Je rappelle tout de même qu'à ma connaissance, le Canada n'a jamais souscrit à l'embargo et que l'Australie - je prends deux pays qui sont des alliés indiscutables des Etats-Unis - a, je crois, levé l'embargo sur la Chine, il y a au moins dix ans.

QUESTION - Je crois que vous avez donné votre soutien, aujourd'hui, à M. SCHROEDER sur la réforme de l'OTAN. Est-ce que vous croyez que maintenant on peut se passer de l'OTAN et discuter directement sur les sujets de défense avec les Etats-Unis, entre les Etats-Unis et l'Europe, en ne passant plus par l'OTAN, disons, sans faire autant de négociations à l'OTAN, mais directement entre les Etats-Unis et l'Union européenne ?
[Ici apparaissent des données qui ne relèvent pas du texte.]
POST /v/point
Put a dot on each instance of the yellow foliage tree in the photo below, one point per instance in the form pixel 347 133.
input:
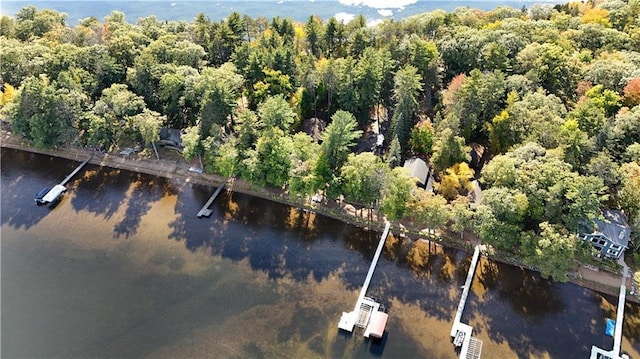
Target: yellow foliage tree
pixel 596 16
pixel 7 94
pixel 456 181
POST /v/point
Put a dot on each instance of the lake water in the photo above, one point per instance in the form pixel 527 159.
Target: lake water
pixel 299 10
pixel 122 267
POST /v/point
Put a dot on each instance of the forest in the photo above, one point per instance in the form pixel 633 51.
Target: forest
pixel 550 93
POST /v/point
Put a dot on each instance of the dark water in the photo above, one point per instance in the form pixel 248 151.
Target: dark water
pixel 122 267
pixel 298 10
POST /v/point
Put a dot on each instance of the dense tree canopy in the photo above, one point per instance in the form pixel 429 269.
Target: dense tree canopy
pixel 552 93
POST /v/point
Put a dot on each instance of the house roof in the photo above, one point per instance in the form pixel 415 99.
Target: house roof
pixel 418 169
pixel 314 127
pixel 614 227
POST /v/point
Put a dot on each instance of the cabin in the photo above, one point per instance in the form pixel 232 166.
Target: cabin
pixel 419 169
pixel 171 137
pixel 610 236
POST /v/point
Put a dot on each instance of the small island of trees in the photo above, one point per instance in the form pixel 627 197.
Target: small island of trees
pixel 551 93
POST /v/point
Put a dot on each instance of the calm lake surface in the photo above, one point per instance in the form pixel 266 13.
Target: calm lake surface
pixel 122 267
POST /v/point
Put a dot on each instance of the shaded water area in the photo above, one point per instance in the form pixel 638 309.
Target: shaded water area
pixel 122 267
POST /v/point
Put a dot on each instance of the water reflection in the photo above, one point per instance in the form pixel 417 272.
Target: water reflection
pixel 257 279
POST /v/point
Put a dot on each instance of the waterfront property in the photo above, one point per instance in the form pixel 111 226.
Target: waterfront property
pixel 614 353
pixel 205 211
pixel 52 195
pixel 365 313
pixel 419 169
pixel 470 348
pixel 610 236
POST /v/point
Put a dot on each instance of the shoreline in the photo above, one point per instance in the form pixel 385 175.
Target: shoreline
pixel 176 169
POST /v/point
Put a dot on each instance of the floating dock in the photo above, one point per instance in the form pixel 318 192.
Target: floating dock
pixel 470 348
pixel 365 307
pixel 56 192
pixel 599 353
pixel 205 211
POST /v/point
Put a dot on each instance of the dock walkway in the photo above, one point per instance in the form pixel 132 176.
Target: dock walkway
pixel 599 353
pixel 470 347
pixel 53 195
pixel 205 211
pixel 80 166
pixel 364 306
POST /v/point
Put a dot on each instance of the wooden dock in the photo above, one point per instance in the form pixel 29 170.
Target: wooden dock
pixel 364 306
pixel 205 211
pixel 597 352
pixel 461 332
pixel 54 194
pixel 80 166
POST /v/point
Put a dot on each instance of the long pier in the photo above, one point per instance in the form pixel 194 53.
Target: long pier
pixel 461 332
pixel 205 211
pixel 596 352
pixel 364 306
pixel 54 193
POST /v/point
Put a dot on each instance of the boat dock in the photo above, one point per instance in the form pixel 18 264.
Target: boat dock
pixel 599 353
pixel 54 193
pixel 362 311
pixel 80 166
pixel 205 211
pixel 461 333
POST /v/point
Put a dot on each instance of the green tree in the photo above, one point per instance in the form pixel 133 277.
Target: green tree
pixel 303 180
pixel 337 139
pixel 117 106
pixel 149 123
pixel 218 90
pixel 632 153
pixel 363 177
pixel 461 215
pixel 406 89
pixel 575 144
pixel 456 180
pixel 421 139
pixel 502 235
pixel 270 163
pixel 428 210
pixel 448 150
pixel 192 143
pixel 550 66
pixel 275 112
pixel 396 193
pixel 44 114
pixel 477 101
pixel 554 252
pixel 628 194
pixel 393 157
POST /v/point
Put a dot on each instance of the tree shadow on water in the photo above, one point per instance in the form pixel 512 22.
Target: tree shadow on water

LE PRESIDENT - Le Chancelier SCHROEDER a indiqué, il en a d'ailleurs parlé, tout à l'heure, que les choses évoluent et qu'il faut en permanence s'adapter à cette évolution. Il a fait de ce point de vue des propositions qui sont tout à fait légitimes et raisonnables, et je tiens à vous dire que je soutiens tout à fait les propositions du Chancelier SCHROEDER.

QUESTION - Monsieur le Président, un grand nombre de résolutions des Nations Unies sont restées sans application. Pour la résolution 1559, est-ce que vous avez mis un moyen avec le Président américain pour la faire appliquer ? Je voudrais aussi votre réaction en ce qui concerne ce qui s'est passé, hier, au Liban, la mobilisation de centaines de milliers de personnes demandant l'indépendance du Liban. Qu'est-ce que cela vous évoque ?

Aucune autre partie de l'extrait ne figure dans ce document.